Writing the account off, means it is removed from the lender’s books, it is no longer a negative asset, which brings down the lender’s bottom line. So in essence by writing a debt off, it is a loss of money, but can make the lenders books look better.
This is what happens if a lender ceases collection efforts and a debt becomes statute barred, it gets written off.
Recently it was said that Chancellor Philip Hammond was going to “wipe £69 billion of debt off the government books”.
Who owes this £60bn in debt to the government, the housing associations.
It is hoped that by writing this debt off, the housing associations will be able to take more control over their finances and have more money available to buy and let houses out to those in need of housing.
I sense this is taking the debts off the government books, and giving it to the housing associations for them to pay as they can or will, allowing them to better balance their debt loads in a more affordable manner.
They are not locked into strict repayment schemes.

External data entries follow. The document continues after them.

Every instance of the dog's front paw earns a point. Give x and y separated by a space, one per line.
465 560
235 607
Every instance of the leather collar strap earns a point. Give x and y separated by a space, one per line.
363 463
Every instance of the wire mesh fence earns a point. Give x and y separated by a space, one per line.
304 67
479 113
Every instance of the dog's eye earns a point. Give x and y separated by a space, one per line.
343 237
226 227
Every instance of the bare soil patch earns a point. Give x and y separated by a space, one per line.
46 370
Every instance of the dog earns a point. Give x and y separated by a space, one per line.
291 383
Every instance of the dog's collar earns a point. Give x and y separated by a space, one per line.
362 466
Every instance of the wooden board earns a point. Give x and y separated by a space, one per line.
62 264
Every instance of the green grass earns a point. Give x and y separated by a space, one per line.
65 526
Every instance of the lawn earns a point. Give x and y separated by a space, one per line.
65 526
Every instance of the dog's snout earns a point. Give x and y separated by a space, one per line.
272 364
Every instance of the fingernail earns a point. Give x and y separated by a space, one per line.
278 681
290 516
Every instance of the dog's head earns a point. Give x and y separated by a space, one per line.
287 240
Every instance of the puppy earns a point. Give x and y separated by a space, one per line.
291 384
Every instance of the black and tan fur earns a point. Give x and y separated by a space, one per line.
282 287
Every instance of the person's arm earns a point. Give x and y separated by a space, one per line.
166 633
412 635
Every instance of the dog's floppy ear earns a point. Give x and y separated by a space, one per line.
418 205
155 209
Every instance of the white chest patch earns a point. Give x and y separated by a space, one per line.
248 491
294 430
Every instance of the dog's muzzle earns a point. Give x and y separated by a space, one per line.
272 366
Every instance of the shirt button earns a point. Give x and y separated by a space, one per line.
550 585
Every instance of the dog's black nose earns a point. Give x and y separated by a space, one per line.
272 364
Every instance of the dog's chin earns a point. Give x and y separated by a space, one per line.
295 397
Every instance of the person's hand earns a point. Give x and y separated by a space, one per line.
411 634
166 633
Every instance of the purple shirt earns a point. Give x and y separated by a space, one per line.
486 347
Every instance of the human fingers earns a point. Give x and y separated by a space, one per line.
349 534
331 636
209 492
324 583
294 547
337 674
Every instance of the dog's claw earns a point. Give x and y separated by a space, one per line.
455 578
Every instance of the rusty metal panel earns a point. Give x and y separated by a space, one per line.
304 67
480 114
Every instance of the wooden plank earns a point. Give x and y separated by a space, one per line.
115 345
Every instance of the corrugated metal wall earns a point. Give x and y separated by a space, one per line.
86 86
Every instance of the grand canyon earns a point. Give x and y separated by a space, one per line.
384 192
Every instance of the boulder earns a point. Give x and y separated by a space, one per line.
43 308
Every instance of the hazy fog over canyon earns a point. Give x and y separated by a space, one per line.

Mr. Hammond has stated, “There is no silver bullet, there isn’t a single thing that solves the challenge of affordability in the housing market – we are a crowded island and this is a very complex challenge.“
“But we have done a lot of work on this and next week we will start to set out our plan for addressing the housing challenges in this country, making sure that the next generation has the same opportunities as their parents did for home ownership and the accumulation of personal wealth through assets.”
As we can see, debts can be forgiven and written off, but as mentioned at the start of this, it is not as easy as just waiving a magic debt wand and the money owed disappearing.